Re: the state of ldp-patch, and a procedural proposal

On 10/02/2013 10:54 AM, Steve Speicher wrote:
> Sandro,
>
> My typical resource graphs and patch scenarios have led me to an 
> approach [1] somewhat similar to option #1.
> My approach [1] is to follow a very simple model such as:
>   a) here are the triples to remove from the graph (exactly, no 
> dependency on blank node labels)

So your data has no blank nodes, right?

>   b) here are the triples to add to the graph
> This seems to hit near 100% of my cases.  To be clear, this has not 
> been widely deployed so the amount of cases and types of resources is 
> limited.
>
> After polling another team that is using the LDP approach, they in 
> fact don't support PUT for updating resources but PATCH only.  In 
> their model, they reused an existing RDF format and defined some 
> simple patterns (such as a triple in the patch document that matches 
> subject and predicate with triples in the graph, remove those matched 
> triples and replace with new triple).  This group doesn't use SPARQL 
> but stores RDF data natively.  This team expressed some concern in 
> library/tool generated PATCH documents in SPARQL-like format, mostly 
> founded on complexity of the format and overhead of client libraries, 
> along with potential errors.
>

Is their data also free from blank nodes?

Thanks.

       -- Sandro

> Just some feedback.
>
> [1] - http://open-services.net/wiki/core/OSLC-Core-Partial-Update/
>
> - Steve Speicher
>
>
> On Sat, Sep 14, 2013 at 9:40 PM, Sandro Hawke <sandro@w3.org 
> <mailto:sandro@w3.org>> wrote:
>
>     There have been some good emails on public-ldp-patch, and there
>     was some good discussion at F2F4.   Here's where I think we are.  
>     I don't know of anything in this email that anyone would disagree
>     with (that is, I'm trying to summarize consensus), and I end with
>     a suggested path forward.
>
>     I think the biggest challenge we face -- and the challenge that
>     divided me and Eric at the meeting -- is how to patch triples that
>     involve blank nodes.   There seem to be two approaches:
>
>     1.  Require the client to create a graph pattern (a "where
>     clause") which unambiguously identifies the blank nodes involved
>     in the triples to be updated, and require the server to use that
>     graph pattern to find those blank nodes in the graph being patched.
>
>     2.  Require that during the conversation that ends up involving
>     patching, both parties use the same mapping from blank node labels
>     to blank nodes.
>
>     Option 1 is a good fit for SPARQL.   SPARQL servers naturally do
>     that graph matching.  In contract, standard SPARQL servers don't
>     have any way to share blank node scope as required for option 2.
>     That kind of exposure of blank node labels has traditionally been
>     avoided in the design of RDF systems.
>
>     However, the worst-case performance with option 1 is exponential.
>     If a triple to be updated is in the middle of a large cloud of
>     blank nodes, then matching the where-clause might not be possible
>     before we all die of old age.  (It's an extremely well studied
>     problem in computer science; I'm not an expert, but I think I'm
>     reading the results correctly.)
>
>     No one has offered data about how often this worst-case behavior
>     might be a problem in practice.  Arguably we're still in the early
>     days, so it's too soon to know how painful this restriction might
>     turn out to be.
>
>     Some people said that the server can just set a time limit and
>     reject patches that end up taking too long.
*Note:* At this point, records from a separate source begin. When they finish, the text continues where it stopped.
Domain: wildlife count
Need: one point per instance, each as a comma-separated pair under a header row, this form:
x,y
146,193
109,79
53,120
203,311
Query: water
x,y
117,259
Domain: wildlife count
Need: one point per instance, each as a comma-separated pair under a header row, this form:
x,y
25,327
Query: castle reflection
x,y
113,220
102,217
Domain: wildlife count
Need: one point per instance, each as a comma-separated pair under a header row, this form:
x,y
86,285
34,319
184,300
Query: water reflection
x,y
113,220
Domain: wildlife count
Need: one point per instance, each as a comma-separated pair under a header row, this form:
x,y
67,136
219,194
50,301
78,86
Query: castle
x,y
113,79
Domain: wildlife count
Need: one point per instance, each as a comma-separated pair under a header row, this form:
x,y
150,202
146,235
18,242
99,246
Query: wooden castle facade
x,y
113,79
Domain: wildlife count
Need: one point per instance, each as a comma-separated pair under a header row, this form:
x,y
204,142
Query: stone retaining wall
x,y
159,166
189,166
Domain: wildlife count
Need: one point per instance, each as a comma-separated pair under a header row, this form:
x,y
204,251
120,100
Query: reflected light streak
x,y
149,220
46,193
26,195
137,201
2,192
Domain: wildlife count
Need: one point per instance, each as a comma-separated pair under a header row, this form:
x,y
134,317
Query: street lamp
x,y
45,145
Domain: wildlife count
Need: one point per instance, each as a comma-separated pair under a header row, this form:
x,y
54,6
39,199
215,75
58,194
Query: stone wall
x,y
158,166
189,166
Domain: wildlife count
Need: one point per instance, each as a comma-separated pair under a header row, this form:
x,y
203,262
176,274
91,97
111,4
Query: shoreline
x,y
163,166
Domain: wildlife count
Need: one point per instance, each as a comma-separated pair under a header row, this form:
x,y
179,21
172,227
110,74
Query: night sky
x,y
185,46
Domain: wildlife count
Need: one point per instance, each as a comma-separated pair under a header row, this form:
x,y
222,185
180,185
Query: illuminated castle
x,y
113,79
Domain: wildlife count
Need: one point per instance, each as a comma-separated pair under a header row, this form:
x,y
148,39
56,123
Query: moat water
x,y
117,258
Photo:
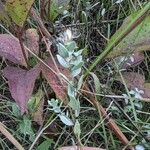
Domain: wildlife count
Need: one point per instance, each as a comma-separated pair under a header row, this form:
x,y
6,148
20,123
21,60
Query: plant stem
x,y
131,26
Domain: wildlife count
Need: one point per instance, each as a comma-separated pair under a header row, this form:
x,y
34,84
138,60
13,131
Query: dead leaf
x,y
81,148
11,49
18,10
136,41
3,14
31,40
58,86
21,84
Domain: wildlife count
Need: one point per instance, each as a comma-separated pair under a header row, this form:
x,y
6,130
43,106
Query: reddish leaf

Other people (me)
>     replied that makes the overall system too unpredictable, that
>     systems should be able to send patches with confidence, especially
>     one server to another.  As I said at the meeting, I don't know if
>     this worst-case performance will turn out to be a problem, but I'm
>     concerned enough about it that I can't +1 option 1, and don't want
>     my name on a spec based on it.  David reported at the meeting that
>     Google's internal culture generally forbids using exponential
>     algorithms, so we might expect if they were in the group they
>     would formally object to option 1 (or just decide to never use it,
>     which amounts to the same thing).  Our anecdotal reports that they
>     don't use SPARQL support this hearsay, but as long is it remains
>     hearsay, we probably shouldn't take it too seriously.
>
>     Which brings me to the proposal.
>
>     Let's move forward with both Option 1 *and* Option 2, marking them
>     both "at risk" in the spec.   That gives us the whole Last Call
>     and Candidate Recommendation periods to gather input on how bad
>     the exponential performance issue is for Option 1 and how bad the
>     implementation challenge is for Option 2 (how hard it is to get
>     RDF systems to share scope in blank node labels).
>
>     Then at the end of CR, we can decide if either of them is good
>     enough to normatively reference as the basic LDP patch format.  
>     If they both end up implemented and with people liking them, then
>     we just pick one, so the folks don't have to implement both going
>     forward.    If neither of them is implemented and liked, then
>     we're back to where we are today, with no standard patch format
>     for LDP, but some more data on why it's hard.
>
>     How's that sound?
>
>     I imagine Option 1 would end up as some subset of SPARQL Update,
>     like TurtlePatch  [1] plus variables or like Eric presented at the
>     meeting.  I imagine for Option 2 we'd have something like Andy and
>     Rob's RDFPatch [2] or my old GRUF [3] (which I'd forgotten about
>     until reading RDFPatch).
>
>         -- Sandro
>
>     [1] http://www.w3.org/2001/sw/wiki/TurtlePatch
>     [2] http://afs.github.io/rdf-patch
>     [3] http://websub.org/wiki/GRUF (from Apr 2010)
>
>
>
>

Received on Wednesday, 2 October 2013 17:01:48 UTC